Vücudunuzu yenileyen prebiyotik besinler
Bağışıklık sistemini uyaran, karaciğerde yağ yapımını azaltan inülin, süper bir besin maddesidir. Hiperinsülinemiyi önleyerek kardiyovasküler hastalık riskini düşürür. İnülinden zengin besinler ve sağlık etkilerini öğrenmekte fayda var
İnülin prebiyotik etkili süper bir besin maddesidir. Bir diyet lifi çeşidi olan karbonhidrat türevidir. Ancak besinlerde bulunan doğal inülin yiyeceğe lezzet de verir. İnülinin en iyi kaynağı buğday ve buğday kepeğidir. Bunu taze hindiba, yer elması, muz, sarımsak, soğan, çavdar, enginar, pırasa ve badem izler. İnülinden zengin besinler kalın bağırsağın işlevini etkiler ve kalın bağırsakta bulunan bifidobakterlerin yani sindirim kanalının sağlığına iyi gelen bu canlıların gelişmesini, koloni halinde çoğalmasını sağlar. İnülinden zengin besinler karaciğerde yağlanmayı önler, kan şekeri yükselmesini azaltır, kardiyovasküler hastalık riskinden korur.
Her gün ortalama 3-10 g kadar inülini doğal besinlerden almak bağışıklık sisteminin güçlü olmasını sağlar. Son yıllardaki araştırmalar inülinden zengin besinlerin özellikle bağırsak hücrelerinde kötü huylu tümör gelişimini baskılayarak bağırsak kanserleri riskini de düşürdüğünü bildirmektedir.
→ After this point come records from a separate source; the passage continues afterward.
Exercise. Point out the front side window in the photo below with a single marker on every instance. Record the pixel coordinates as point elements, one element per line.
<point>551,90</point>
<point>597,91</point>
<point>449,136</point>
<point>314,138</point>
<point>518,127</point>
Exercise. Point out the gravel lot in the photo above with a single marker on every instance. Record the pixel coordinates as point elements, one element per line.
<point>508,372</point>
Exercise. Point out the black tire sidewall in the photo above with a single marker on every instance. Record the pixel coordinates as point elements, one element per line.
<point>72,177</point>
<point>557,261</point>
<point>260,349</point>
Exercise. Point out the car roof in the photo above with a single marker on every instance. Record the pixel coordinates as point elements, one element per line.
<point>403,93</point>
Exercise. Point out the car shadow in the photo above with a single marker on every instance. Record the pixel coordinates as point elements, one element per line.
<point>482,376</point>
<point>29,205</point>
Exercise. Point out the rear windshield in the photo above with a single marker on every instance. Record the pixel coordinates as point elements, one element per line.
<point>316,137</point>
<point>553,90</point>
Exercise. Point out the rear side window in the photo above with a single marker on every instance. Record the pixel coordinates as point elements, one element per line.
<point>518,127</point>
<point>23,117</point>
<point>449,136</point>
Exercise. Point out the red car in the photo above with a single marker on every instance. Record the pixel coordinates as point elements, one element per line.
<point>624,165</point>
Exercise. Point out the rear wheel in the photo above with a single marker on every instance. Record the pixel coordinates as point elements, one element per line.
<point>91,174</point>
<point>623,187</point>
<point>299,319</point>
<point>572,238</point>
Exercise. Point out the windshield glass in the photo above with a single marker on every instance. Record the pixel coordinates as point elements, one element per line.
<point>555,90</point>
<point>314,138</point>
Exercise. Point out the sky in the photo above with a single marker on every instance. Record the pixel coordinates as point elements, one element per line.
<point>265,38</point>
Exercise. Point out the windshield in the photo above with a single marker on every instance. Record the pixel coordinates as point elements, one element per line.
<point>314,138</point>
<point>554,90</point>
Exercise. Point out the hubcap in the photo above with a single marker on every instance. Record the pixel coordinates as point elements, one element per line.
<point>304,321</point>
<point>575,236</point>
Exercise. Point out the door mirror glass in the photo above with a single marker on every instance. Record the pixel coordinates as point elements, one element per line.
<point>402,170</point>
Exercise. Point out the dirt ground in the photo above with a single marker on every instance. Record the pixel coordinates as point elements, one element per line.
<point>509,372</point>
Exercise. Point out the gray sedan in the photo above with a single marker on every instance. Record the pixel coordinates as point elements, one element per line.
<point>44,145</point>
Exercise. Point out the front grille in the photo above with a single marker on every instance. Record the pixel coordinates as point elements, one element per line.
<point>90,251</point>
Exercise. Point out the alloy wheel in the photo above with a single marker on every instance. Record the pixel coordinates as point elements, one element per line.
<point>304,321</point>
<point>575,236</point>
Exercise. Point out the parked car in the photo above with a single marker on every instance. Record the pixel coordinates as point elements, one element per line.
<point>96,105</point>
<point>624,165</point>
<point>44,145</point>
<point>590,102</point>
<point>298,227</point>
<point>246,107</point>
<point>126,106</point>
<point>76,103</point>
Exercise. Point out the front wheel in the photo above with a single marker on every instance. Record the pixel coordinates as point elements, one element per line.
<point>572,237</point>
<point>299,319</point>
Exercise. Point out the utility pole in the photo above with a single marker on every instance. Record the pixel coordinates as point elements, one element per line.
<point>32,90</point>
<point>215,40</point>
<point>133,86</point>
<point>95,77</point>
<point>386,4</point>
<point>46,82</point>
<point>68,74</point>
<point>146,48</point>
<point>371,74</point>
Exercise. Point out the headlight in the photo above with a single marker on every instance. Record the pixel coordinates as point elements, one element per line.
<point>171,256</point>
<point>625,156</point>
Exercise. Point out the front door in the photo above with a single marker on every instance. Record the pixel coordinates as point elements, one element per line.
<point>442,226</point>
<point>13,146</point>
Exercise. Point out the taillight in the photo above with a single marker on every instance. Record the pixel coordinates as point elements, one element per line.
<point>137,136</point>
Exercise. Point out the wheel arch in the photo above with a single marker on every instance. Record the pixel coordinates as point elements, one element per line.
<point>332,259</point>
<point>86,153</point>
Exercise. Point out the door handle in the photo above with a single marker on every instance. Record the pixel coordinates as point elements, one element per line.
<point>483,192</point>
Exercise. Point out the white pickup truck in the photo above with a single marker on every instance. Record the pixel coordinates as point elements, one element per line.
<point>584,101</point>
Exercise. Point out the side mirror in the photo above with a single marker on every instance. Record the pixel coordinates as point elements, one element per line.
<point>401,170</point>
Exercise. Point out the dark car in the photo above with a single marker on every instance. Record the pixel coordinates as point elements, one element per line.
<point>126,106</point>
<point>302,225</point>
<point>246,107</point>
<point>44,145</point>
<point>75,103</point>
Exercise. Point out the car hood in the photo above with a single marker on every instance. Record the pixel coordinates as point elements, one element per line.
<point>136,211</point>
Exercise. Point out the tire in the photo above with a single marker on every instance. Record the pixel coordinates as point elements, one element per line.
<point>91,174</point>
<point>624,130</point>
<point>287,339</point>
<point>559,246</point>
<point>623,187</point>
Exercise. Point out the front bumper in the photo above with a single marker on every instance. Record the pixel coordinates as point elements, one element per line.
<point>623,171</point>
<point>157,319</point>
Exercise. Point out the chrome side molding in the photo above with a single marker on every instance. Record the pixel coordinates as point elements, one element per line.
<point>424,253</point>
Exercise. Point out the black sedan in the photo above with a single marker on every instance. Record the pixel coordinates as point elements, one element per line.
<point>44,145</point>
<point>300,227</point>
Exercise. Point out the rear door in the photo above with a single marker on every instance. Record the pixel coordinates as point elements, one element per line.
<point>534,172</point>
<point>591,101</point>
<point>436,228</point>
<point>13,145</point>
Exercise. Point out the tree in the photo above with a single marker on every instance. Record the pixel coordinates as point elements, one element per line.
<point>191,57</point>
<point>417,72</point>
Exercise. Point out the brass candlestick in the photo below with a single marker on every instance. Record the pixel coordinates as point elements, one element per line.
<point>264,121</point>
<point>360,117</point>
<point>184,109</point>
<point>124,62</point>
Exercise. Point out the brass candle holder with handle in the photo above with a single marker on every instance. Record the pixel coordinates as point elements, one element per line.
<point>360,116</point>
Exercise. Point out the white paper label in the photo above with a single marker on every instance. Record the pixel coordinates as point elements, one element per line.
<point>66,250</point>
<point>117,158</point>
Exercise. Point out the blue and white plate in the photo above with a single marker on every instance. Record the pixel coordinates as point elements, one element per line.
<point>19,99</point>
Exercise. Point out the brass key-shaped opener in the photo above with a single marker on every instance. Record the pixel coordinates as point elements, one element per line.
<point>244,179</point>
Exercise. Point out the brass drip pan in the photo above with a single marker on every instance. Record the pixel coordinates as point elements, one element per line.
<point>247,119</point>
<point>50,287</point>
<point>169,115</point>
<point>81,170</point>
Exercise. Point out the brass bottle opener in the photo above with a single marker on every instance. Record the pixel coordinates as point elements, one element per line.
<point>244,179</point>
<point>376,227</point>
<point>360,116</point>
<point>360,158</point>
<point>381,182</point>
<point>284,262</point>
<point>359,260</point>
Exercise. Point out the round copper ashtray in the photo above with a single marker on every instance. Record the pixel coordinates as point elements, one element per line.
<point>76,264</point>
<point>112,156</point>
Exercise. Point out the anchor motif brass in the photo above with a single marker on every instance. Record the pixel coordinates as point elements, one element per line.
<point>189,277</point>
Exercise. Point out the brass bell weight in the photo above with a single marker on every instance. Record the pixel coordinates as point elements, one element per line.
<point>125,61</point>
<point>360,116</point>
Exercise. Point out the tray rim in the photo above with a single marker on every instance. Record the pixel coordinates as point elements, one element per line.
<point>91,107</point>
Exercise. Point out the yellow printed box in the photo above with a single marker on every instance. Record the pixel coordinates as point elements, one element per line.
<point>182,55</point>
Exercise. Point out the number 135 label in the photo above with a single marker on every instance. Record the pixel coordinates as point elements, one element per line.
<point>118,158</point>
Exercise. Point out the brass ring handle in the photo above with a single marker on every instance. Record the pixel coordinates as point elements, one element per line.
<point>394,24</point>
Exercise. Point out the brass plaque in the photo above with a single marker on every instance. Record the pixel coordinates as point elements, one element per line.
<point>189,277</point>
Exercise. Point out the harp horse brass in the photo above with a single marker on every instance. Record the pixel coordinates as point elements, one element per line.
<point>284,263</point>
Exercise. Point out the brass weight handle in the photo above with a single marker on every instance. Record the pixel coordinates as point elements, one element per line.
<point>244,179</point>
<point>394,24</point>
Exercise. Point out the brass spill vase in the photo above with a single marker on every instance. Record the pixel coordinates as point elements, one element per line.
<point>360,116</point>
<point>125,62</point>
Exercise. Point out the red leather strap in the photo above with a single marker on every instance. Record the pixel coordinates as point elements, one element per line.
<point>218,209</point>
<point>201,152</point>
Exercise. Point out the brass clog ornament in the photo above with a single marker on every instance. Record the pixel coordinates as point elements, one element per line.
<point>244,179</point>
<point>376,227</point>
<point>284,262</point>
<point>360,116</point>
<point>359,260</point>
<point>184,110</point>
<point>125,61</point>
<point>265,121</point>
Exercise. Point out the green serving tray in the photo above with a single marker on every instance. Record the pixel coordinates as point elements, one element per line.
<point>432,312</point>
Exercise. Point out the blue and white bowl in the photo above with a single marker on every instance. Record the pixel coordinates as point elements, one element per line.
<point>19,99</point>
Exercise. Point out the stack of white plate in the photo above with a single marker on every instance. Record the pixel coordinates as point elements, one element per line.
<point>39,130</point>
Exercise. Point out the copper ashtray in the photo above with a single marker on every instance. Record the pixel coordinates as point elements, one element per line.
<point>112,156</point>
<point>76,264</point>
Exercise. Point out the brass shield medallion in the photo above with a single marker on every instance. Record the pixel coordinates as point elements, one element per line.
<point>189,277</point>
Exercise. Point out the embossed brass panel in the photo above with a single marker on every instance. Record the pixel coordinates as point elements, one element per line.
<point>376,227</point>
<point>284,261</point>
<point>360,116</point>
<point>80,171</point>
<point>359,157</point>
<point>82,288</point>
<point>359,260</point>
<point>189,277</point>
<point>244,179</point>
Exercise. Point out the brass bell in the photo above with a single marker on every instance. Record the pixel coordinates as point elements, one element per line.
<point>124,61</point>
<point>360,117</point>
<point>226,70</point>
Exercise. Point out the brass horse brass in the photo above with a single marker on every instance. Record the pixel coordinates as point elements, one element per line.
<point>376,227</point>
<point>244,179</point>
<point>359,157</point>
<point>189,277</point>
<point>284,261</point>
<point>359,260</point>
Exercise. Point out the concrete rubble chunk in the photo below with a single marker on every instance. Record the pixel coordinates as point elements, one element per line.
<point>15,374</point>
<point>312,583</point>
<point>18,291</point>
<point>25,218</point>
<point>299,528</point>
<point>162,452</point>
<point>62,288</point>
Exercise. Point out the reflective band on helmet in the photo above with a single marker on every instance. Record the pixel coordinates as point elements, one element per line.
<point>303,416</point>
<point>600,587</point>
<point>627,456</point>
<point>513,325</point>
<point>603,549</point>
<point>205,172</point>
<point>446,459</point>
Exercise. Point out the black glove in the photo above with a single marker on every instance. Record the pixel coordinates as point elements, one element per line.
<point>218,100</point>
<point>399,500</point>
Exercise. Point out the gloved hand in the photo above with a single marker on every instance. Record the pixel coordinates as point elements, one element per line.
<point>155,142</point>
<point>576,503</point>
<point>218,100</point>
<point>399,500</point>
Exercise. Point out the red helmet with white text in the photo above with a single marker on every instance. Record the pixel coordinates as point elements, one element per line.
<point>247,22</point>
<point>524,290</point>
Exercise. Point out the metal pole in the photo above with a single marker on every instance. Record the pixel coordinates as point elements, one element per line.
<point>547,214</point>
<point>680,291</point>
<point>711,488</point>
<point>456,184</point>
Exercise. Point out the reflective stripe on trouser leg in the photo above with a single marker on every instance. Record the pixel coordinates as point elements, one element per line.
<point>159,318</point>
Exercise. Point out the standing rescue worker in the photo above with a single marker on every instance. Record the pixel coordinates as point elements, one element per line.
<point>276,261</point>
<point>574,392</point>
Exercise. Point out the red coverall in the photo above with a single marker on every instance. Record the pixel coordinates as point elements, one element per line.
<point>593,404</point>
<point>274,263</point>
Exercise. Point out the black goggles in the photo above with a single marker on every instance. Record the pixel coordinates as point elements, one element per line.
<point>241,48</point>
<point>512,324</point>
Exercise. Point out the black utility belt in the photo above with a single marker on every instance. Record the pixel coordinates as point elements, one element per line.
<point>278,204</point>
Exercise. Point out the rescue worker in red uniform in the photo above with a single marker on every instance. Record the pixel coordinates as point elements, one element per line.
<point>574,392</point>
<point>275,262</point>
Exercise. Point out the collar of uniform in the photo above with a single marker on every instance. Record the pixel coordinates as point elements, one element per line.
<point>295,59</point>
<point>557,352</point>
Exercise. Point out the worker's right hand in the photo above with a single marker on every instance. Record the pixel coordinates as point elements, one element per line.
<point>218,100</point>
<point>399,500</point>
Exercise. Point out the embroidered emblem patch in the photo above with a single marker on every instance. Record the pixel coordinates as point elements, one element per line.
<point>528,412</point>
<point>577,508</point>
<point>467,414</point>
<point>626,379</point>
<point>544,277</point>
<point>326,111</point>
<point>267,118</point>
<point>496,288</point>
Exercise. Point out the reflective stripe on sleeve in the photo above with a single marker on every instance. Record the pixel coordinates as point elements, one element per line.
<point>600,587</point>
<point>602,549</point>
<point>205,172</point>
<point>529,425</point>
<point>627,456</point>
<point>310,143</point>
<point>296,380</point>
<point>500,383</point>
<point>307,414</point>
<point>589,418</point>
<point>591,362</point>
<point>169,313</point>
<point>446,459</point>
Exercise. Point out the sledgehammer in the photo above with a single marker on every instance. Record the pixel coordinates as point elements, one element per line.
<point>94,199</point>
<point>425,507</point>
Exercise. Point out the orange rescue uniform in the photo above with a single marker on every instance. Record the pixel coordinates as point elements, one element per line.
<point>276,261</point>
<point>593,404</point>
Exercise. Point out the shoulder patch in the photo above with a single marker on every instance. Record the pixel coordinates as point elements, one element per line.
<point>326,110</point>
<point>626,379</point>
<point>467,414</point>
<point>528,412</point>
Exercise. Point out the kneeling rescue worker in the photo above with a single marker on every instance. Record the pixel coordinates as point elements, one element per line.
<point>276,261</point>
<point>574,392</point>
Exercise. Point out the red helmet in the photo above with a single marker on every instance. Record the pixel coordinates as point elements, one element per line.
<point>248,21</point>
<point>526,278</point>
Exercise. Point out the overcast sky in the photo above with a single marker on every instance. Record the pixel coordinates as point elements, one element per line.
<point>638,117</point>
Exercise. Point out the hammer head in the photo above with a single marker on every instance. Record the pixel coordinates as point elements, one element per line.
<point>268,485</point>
Doğal besinlerden alınan inülin sindirim kanalında sindirime uğramadan direk kalın bağırsağa geçtiği için burada bakteriler tarafından fermentasyona uğradığı için yiyeceğin kalori değerini de düşürür yani besinden daha az kalori alınmasını sağlar. İnülinden zengin besinleri en az 4 hafta süreyle sık yediğinizde kan şekeriniz düzenlenir, tokluk kan şekeri dengeye girer, vücudun yağ yapımı etkisi azalır, LDL kolesterol düzeyi düşer ve karaciğerde yağ depolanması azalır. Diyet lifleri bağırsaklarda minerallerin emilimini olumsuz etkilerken doğal bir lif çeşidi olan inülin özellikle kalsiyum ve magnezyumun biyoyararlılığını arttırır. İnülinden zengin besinler ve sağlık etkilerine bir göz atalım istiyorum.
E VİTAMİNİ DEPOSU BADEM
Badem prebiyoik etkili inülin içerdiği gibi E vitaminini en fazla içeren kuruyemiştir. Bağırsak sağlığı, bağışıklık sistemini güçlendiren badem E vitamini içerdiği için de cildin nemli kalmasında ve elastikiyetini kaybetmemesinde etkin rol oynar. Prebiyotik etkili inülin sayesinde bağırsaklarda yararlı bakteri sayısını arttırarak akne, egzema vb cilt hastalıklarının da önlenmesinde yardımcıdır.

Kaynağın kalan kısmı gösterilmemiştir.